Surprisingly, the biggest drop in U.S. funding has come from industry, not agencies like the National Institutes of Health. From 2007 through 2012, public funding went from $48 billion to $48.9 billion while industry's investment dropped from $83.3 billion to $70.4 billion.
"That surprised us," Jagsi said.
She and her coauthors think that could be because biomedical research is looking for the cheapest labor, like everything from autos to textiles. Companies that face enormous costs in moving their potential products from the lab to the pharmacy may be shipping more money to Asia, in particular. Higher government subsidies, and less bureaucratic hassle, may also contribute.

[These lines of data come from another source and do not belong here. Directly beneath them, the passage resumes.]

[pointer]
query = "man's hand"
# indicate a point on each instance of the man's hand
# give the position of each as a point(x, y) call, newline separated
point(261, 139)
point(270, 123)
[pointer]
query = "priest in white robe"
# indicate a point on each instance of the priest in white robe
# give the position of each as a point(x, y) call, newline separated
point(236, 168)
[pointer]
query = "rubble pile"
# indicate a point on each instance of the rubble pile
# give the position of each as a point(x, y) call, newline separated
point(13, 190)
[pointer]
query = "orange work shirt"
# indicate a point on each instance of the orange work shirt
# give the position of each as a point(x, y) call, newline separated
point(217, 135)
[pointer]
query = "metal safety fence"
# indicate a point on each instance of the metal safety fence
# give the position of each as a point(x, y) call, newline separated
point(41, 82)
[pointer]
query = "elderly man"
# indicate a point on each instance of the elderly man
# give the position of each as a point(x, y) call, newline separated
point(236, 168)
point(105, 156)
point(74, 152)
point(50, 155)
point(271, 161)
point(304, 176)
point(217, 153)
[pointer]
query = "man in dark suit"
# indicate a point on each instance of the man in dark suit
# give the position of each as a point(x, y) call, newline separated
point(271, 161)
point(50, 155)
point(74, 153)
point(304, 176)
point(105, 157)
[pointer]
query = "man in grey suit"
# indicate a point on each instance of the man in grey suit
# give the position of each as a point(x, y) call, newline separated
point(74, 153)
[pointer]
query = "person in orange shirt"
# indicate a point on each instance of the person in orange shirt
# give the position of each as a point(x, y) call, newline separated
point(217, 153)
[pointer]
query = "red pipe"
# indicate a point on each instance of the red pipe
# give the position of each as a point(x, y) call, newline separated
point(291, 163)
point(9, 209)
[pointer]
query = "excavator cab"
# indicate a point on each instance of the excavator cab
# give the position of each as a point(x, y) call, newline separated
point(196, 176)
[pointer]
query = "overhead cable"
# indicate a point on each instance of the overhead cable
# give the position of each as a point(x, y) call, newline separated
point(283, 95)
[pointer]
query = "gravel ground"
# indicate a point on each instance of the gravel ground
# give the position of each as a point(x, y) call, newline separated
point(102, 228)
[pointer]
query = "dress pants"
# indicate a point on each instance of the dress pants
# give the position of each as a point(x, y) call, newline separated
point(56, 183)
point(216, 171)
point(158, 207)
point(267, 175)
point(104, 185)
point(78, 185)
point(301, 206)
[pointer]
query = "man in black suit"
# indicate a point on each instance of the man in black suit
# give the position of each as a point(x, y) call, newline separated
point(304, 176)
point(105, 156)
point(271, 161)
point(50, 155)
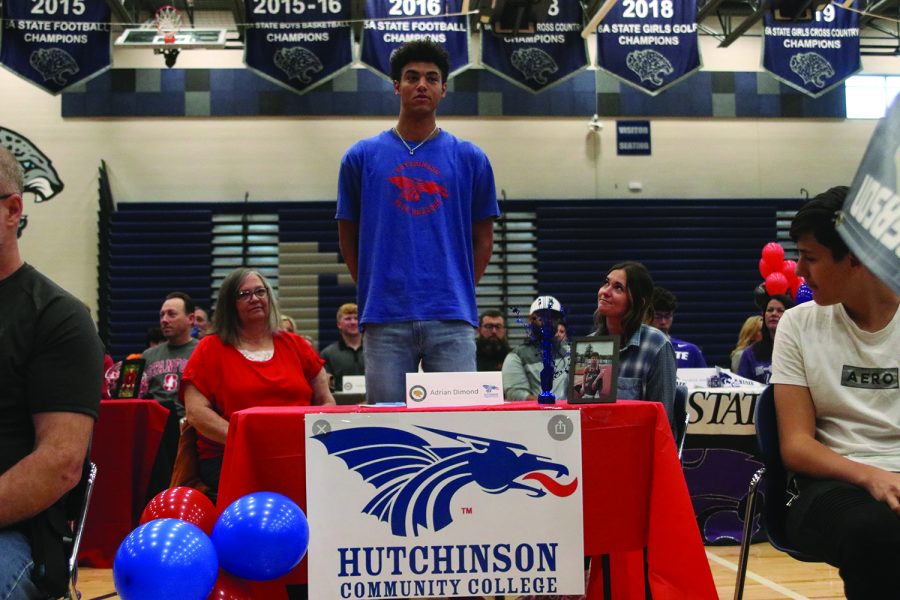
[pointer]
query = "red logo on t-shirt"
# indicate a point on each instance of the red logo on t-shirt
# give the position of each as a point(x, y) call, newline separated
point(412, 189)
point(416, 189)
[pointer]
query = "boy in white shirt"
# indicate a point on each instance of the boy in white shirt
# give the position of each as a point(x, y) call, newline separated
point(835, 370)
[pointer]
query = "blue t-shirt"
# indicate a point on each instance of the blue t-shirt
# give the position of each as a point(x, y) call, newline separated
point(415, 215)
point(687, 355)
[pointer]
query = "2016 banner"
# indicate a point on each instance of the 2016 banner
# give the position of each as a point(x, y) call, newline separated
point(298, 43)
point(650, 44)
point(56, 43)
point(814, 56)
point(391, 23)
point(870, 221)
point(539, 60)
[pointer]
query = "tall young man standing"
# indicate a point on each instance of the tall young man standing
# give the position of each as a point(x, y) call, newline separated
point(415, 217)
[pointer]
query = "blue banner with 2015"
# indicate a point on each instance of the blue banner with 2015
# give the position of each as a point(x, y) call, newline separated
point(298, 43)
point(539, 60)
point(813, 56)
point(650, 44)
point(55, 43)
point(391, 23)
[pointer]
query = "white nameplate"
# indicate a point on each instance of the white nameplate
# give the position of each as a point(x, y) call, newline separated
point(354, 384)
point(454, 389)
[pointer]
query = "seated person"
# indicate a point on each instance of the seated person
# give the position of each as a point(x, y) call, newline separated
point(523, 367)
point(646, 359)
point(491, 345)
point(247, 361)
point(51, 362)
point(751, 332)
point(687, 355)
point(756, 361)
point(345, 356)
point(835, 369)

There's no question about it. Biomedical research leading to drugs and new treatment technologies is really expensive. Just getting a drug through clinical trials and into the marketplace can literally cost billions, although the journey is so difficult to predict that no one knows exactly how much it's going to cost.
A team of Canadian scientists spent years trying to come up with a "gold standard" for the cost of getting a new drug to market, but the result was baffling. They found 29 studies over the past 10 years that estimated costs ranging from $161 million to $1.8 billion, including the cost of actually producing and marketing the product.
That's a huge difference, and the fact is that most drugs fail to get that far. One leading study found that nine out of 10 drugs fail somewhere along the way, so even a billion-dollar investment doesn't guarantee success. And the pharmaceutical industry is heavily dependent on government funding for research institutions because that's where most of the work begins that could eventually lead to new treatments.
Much of that work is basic research -- just trying to understand disease, not necessarily treat it -- but it is a critical element in the pharmaceutical pipeline. One study estimated that more than half of the drugs begin first in universities and institutions supported by government grants.
"We need the federal government to support the kind of research that industry may be less likely to support during those early stages of discovery," Jagsi said. The reward may not be immediate, she added, "but it can have dramatic, long-term downstream effects."
It may even help stem a reverse-brain-drain, so we won't have to watch promising young scientists like Carulli pack up her bags.